Abstract

Egg contamination by Salmonella Enteritidis has remained a significant public health problem for nearly two decades, and Salmonella Heidelberg has also been recently implicated in egg-transmitted human illness. Colonization of the intestinal tract is a necessary precursor to the invasion of reproductive organs and subsequent deposition inside eggs laid by infected hens, but the relationship between the persistence of Salmonella in the intestinal tract and the likelihood of egg contamination has been uncertain.

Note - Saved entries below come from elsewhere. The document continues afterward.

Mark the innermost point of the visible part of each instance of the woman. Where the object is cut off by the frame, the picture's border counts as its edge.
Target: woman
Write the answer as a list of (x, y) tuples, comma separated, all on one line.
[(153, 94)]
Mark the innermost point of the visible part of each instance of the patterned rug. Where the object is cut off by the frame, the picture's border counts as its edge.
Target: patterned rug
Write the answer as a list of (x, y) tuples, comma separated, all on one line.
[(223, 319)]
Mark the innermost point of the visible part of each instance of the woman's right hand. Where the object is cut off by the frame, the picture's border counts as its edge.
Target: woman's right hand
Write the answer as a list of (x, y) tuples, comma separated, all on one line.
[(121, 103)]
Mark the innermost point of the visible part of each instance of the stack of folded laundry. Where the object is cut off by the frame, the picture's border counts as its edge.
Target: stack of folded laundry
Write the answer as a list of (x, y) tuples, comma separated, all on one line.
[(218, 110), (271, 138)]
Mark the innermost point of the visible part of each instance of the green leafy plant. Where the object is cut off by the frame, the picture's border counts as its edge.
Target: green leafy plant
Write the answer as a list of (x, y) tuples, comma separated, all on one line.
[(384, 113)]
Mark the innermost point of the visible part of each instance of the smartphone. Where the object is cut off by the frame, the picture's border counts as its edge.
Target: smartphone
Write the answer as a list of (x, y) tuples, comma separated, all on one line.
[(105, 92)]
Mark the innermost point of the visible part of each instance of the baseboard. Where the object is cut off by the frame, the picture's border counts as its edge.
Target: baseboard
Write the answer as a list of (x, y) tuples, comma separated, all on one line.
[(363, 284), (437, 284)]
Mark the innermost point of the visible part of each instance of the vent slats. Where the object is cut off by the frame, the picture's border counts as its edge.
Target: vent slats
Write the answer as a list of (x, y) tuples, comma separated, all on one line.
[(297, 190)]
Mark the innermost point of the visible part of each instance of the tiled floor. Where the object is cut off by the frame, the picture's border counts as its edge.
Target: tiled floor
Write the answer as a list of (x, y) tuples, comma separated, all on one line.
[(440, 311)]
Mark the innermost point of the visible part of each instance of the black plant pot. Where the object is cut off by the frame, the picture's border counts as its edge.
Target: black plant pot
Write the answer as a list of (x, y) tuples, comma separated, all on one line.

In this study, groups of laying hens were inoculated with large oral doses of strains of Salmonella Enteritidis and Salmonella Heidelberg, including variants of the original parent strains that had been reisolated from eggs laid by infected hens in a prior study. The shedding of Salmonella in voided feces was monitored for 6 wk postinoculation, and all eggs laid by infected hens between 5 and 22 days postinoculation were cultured for Salmonella in their contents. The mean duration of fecal shedding was significantly longer for the previously passaged Salmonella strains (26.7 days) than for the original parent strains (17.5 days), and the passaged strains caused a significantly higher frequency of egg contamination (6.4%) than did the parent strains (3.3%). However, the duration of fecal shedding and the frequency of egg contamination were not correlated for any of the Salmonella Enteritidis or Salmonella Heidelberg strains.